Audiência em Nova York e alegação de inocência

Enquanto o governo interino se estabelecia em Caracas, Nicolás Maduro e sua esposa, Cilia Flores, passavam por procedimentos judiciais em solo americano. O casal, que permanece sob custódia nos Estados Unidos, foi submetido a uma audiência de custódia em um tribunal federal de Nova York nesta segunda-feira.

Diante do juiz, Maduro e Flores declararam-se inocentes das acusações formuladas pelo Departamento de Justiça dos EUA. O líder chavista é acusado de manter ligações diretas com o narcotráfico internacional, crime que motivou a operação militar para sua captura no último final de semana.

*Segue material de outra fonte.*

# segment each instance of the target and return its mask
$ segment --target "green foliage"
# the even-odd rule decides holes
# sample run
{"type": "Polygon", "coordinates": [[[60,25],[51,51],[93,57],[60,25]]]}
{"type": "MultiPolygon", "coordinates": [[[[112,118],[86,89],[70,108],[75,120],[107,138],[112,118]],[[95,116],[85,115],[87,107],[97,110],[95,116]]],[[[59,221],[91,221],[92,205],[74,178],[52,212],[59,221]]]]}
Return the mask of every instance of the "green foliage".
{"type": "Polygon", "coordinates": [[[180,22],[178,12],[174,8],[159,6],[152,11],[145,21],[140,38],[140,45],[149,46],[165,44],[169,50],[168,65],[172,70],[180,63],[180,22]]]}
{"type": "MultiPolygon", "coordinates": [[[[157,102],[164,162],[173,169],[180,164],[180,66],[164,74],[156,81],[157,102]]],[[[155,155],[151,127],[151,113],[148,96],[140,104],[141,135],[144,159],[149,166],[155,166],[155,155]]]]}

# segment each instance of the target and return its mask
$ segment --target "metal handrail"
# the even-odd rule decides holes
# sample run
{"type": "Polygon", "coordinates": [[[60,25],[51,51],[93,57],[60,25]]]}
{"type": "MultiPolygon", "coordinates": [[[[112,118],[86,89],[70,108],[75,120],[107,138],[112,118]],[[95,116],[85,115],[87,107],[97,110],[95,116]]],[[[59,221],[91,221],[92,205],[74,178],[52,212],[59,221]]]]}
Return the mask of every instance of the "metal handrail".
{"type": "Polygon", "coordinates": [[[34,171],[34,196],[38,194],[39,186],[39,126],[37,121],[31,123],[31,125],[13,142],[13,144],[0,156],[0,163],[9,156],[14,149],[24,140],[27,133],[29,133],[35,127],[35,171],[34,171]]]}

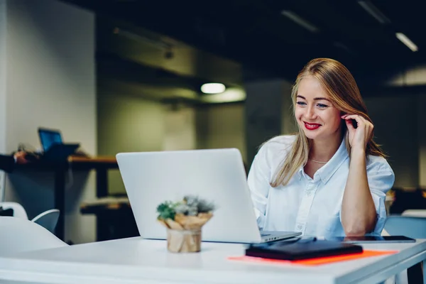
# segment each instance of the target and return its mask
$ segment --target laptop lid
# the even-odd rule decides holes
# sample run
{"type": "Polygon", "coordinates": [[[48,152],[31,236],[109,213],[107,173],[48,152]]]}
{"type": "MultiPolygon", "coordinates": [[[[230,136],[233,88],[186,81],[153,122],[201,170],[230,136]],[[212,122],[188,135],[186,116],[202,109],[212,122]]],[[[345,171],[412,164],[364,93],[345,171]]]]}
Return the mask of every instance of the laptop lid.
{"type": "Polygon", "coordinates": [[[62,144],[62,135],[59,130],[48,129],[40,127],[38,129],[38,137],[43,150],[45,152],[53,144],[62,144]]]}
{"type": "Polygon", "coordinates": [[[166,239],[165,229],[157,221],[160,203],[195,195],[217,207],[202,228],[203,241],[262,241],[239,150],[124,153],[116,159],[144,239],[166,239]]]}

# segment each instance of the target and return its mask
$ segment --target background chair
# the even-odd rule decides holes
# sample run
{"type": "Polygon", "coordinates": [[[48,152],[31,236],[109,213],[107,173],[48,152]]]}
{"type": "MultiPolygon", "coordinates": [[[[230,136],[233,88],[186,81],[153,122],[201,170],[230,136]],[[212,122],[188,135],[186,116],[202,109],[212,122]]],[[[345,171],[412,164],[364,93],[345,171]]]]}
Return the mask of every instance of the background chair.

Continuidade do regime e tensão diplomática

A oficialização de Delcy Rodríguez na presidência marca a tentativa do grupo político chavista de manter a estabilidade administrativa na Venezuela. Rodríguez, que já atuava como vice-presidente e ministra do Petróleo, é agora a figura central para conduzir o país em meio ao impasse jurídico e diplomático com Washington.

Apesar do tom combativo de seu discurso de posse, a presidente interina herda um cenário de incertezas, com o principal líder do regime preso e enfrentando processos criminais nos Estados Unidos sob a égide do Estado de Direito norte-americano.